To Baldwin [pictured right], it was what Disraeli almost said, but didn’t. Alastair Lexden records that it was later reinvented, post-war, as a product of Angus Maude’s “powerful political mind”: the state should “provide a minimum standard, above which people should be free to rise.” During the 1980s, it became a code for anti-Thatcherism and Keynesian economics.
More recently, it has served as one for pro-EU and social liberal sentiment. Now Boris Johnson is reinventing it all over again as a way of describing his midlands-and-northern focused, infrastucture-friendly, pro-NHS, migration-suspicious, tough on crime and interventionist “boosterism”.
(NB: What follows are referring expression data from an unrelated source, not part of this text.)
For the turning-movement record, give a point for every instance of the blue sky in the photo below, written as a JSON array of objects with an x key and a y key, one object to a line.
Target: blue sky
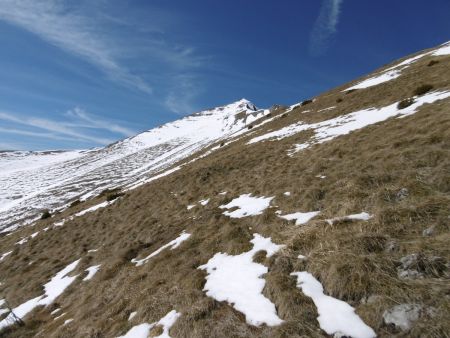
[{"x": 80, "y": 74}]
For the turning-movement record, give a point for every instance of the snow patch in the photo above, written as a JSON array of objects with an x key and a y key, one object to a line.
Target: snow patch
[
  {"x": 300, "y": 217},
  {"x": 53, "y": 289},
  {"x": 247, "y": 206},
  {"x": 172, "y": 245},
  {"x": 238, "y": 280},
  {"x": 363, "y": 216},
  {"x": 445, "y": 50},
  {"x": 92, "y": 270},
  {"x": 344, "y": 124},
  {"x": 376, "y": 80},
  {"x": 335, "y": 316},
  {"x": 142, "y": 330}
]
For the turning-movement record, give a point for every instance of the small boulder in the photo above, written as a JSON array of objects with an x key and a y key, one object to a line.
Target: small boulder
[
  {"x": 402, "y": 316},
  {"x": 428, "y": 231},
  {"x": 402, "y": 194}
]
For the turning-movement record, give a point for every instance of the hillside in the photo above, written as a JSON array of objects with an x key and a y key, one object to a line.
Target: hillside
[{"x": 329, "y": 217}]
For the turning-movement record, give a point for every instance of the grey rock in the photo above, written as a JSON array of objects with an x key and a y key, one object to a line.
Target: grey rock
[
  {"x": 391, "y": 246},
  {"x": 402, "y": 316},
  {"x": 428, "y": 232},
  {"x": 402, "y": 194}
]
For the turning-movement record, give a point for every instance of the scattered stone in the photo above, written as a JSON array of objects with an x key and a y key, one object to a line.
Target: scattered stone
[
  {"x": 402, "y": 194},
  {"x": 402, "y": 316},
  {"x": 391, "y": 246},
  {"x": 428, "y": 232},
  {"x": 371, "y": 299}
]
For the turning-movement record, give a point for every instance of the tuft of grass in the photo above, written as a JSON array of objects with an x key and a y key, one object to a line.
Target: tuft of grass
[
  {"x": 405, "y": 103},
  {"x": 46, "y": 214}
]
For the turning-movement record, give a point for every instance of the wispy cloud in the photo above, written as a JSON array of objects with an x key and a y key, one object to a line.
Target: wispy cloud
[
  {"x": 75, "y": 128},
  {"x": 181, "y": 96},
  {"x": 72, "y": 31},
  {"x": 325, "y": 27},
  {"x": 10, "y": 146},
  {"x": 93, "y": 122}
]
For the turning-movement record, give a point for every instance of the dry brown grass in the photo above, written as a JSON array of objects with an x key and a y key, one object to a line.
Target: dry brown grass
[{"x": 365, "y": 171}]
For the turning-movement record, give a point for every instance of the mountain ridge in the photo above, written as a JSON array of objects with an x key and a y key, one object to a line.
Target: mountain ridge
[{"x": 336, "y": 202}]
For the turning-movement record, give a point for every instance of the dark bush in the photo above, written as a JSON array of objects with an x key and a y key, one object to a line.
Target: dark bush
[
  {"x": 432, "y": 63},
  {"x": 46, "y": 214},
  {"x": 423, "y": 89},
  {"x": 405, "y": 103}
]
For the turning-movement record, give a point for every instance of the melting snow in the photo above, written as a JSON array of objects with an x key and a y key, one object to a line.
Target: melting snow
[
  {"x": 237, "y": 280},
  {"x": 172, "y": 244},
  {"x": 344, "y": 124},
  {"x": 142, "y": 330},
  {"x": 247, "y": 206},
  {"x": 445, "y": 50},
  {"x": 335, "y": 316},
  {"x": 363, "y": 216},
  {"x": 376, "y": 80},
  {"x": 300, "y": 217},
  {"x": 92, "y": 270},
  {"x": 53, "y": 289},
  {"x": 95, "y": 207}
]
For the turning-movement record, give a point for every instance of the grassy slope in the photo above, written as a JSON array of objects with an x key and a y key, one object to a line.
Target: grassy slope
[{"x": 364, "y": 171}]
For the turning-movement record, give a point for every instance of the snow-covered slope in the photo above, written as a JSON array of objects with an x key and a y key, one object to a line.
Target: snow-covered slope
[{"x": 33, "y": 181}]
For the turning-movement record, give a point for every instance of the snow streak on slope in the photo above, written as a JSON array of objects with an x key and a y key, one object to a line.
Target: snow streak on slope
[
  {"x": 395, "y": 71},
  {"x": 237, "y": 280},
  {"x": 335, "y": 316},
  {"x": 344, "y": 124},
  {"x": 55, "y": 179}
]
But whichever version you prefer, Party activists are a bit wary of it – at least if our survey, which presented four options on the subject, is to be believed.
Only two per cent, a tiny sliver of the whole, are unambiguously opposed to it. Add those who think that there is very little to be said to it, and one still registers under a tenth of the whole.
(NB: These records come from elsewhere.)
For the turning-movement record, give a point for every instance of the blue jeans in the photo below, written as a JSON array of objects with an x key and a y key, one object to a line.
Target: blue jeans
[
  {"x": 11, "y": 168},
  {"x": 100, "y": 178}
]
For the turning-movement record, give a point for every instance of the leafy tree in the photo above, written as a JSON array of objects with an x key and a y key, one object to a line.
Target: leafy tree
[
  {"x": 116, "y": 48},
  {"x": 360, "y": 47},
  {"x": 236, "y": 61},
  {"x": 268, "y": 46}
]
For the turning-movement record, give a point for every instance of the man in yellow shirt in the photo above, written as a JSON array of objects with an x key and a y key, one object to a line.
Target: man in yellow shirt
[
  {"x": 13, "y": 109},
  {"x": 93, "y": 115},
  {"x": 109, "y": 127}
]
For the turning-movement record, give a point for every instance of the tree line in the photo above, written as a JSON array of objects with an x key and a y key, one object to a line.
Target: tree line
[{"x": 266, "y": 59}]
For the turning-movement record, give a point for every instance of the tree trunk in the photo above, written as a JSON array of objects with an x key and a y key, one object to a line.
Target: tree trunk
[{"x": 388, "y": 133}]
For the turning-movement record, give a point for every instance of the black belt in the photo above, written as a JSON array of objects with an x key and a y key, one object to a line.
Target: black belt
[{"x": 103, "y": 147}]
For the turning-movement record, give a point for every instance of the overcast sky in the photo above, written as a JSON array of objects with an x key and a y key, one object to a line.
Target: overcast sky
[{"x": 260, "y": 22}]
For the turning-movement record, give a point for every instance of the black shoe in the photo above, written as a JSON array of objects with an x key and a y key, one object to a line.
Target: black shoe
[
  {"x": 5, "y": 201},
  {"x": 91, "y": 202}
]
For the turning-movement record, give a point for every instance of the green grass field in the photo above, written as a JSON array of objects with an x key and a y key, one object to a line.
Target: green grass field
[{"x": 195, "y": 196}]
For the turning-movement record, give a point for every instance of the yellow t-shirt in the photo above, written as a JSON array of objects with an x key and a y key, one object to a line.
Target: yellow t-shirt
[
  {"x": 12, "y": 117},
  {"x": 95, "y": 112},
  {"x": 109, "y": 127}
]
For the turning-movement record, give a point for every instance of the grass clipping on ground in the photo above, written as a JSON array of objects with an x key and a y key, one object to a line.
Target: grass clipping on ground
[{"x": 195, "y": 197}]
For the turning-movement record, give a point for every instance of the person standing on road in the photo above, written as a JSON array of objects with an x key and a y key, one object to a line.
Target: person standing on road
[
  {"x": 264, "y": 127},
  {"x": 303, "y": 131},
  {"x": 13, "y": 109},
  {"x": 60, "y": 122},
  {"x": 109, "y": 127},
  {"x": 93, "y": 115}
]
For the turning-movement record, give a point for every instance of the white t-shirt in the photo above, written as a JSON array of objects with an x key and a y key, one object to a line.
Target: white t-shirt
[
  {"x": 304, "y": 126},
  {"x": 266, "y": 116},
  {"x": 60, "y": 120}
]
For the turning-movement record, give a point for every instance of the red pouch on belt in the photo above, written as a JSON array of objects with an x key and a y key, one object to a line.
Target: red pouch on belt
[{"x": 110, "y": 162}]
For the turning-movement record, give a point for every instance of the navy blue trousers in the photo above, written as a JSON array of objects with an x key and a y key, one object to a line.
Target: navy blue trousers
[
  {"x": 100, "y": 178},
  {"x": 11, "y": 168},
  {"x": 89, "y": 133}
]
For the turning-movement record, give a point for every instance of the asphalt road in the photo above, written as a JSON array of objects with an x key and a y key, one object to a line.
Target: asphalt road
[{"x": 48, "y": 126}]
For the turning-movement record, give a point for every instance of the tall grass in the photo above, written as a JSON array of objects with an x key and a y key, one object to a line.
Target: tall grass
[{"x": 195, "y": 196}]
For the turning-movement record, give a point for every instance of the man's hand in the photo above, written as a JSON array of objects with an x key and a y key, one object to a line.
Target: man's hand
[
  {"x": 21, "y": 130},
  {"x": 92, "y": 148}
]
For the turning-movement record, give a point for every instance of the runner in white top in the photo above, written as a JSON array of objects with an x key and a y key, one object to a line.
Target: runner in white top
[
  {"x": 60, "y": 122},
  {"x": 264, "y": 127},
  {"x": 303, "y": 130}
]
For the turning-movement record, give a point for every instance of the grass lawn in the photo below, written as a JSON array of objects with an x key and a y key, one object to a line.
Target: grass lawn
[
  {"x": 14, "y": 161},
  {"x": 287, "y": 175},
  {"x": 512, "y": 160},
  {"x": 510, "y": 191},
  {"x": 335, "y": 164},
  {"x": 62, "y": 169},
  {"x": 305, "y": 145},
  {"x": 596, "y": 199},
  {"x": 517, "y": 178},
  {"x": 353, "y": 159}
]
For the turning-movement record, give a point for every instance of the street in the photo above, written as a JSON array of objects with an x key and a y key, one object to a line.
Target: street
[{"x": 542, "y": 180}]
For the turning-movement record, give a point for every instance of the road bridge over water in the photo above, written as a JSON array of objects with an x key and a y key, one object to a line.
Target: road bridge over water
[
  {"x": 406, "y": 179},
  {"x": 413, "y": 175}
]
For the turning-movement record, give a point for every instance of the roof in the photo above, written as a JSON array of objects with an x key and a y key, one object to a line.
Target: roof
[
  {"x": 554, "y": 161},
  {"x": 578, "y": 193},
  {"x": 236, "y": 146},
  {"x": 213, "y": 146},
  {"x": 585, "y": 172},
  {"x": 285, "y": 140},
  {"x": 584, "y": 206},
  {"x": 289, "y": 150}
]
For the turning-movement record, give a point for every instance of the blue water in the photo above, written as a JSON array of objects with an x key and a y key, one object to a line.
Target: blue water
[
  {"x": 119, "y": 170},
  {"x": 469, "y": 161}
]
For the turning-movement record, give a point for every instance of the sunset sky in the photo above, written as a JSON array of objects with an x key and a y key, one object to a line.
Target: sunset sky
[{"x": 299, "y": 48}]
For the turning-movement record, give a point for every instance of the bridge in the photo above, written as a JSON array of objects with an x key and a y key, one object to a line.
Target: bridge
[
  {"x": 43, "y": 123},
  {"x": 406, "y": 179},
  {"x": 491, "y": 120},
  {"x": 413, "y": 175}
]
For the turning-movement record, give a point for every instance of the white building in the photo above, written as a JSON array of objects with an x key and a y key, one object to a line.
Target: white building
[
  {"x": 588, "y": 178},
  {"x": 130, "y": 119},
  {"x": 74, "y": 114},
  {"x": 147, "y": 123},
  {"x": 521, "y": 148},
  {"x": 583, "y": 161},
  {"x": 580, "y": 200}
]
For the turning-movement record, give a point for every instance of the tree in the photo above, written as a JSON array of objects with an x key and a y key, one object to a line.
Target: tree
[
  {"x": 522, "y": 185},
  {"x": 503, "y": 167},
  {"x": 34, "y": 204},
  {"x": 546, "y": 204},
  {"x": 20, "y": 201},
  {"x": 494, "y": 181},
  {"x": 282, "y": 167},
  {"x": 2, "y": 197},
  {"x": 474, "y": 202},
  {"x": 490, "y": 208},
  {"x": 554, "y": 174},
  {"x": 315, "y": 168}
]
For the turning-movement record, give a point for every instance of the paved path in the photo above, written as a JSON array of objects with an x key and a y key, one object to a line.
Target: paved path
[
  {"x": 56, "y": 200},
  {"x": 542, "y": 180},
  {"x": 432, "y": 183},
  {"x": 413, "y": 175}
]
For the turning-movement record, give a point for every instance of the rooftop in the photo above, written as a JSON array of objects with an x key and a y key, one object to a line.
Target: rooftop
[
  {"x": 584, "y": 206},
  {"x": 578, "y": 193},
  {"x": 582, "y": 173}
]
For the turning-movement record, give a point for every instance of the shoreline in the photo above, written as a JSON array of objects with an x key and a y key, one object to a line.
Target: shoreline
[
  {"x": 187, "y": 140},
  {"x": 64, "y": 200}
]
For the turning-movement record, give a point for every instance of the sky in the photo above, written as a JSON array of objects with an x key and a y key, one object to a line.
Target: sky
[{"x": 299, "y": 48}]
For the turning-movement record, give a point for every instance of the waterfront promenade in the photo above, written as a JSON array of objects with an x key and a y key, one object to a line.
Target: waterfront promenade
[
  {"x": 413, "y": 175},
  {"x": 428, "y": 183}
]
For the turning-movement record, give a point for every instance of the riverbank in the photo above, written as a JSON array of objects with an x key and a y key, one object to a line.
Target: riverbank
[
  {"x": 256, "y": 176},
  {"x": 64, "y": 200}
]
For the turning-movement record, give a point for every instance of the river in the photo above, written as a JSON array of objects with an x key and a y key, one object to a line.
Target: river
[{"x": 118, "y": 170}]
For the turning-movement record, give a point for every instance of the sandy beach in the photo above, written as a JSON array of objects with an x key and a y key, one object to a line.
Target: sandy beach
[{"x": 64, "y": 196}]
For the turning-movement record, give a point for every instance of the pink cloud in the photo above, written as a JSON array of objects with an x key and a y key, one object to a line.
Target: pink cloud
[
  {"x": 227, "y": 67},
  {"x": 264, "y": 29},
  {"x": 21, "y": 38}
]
About a third are clearly supportive of it, and of government intervention in the economy. That’s about the same proportion as voted for Jeremy Hunt in this year’s leadership election. Both seem to us good snapshots of the strength of the centre-left of the Party. A further three in five believe that there’s a lot to be said for a One Nation pitch.
But they also are distrustful of interventionist politics, and nervous of this government straying too far from Conservative principles. So if the figures are sliced and diced another way, they show that some seven on ten members, a clear majority, view One Nation with emotions ranging from suspicion to hostility.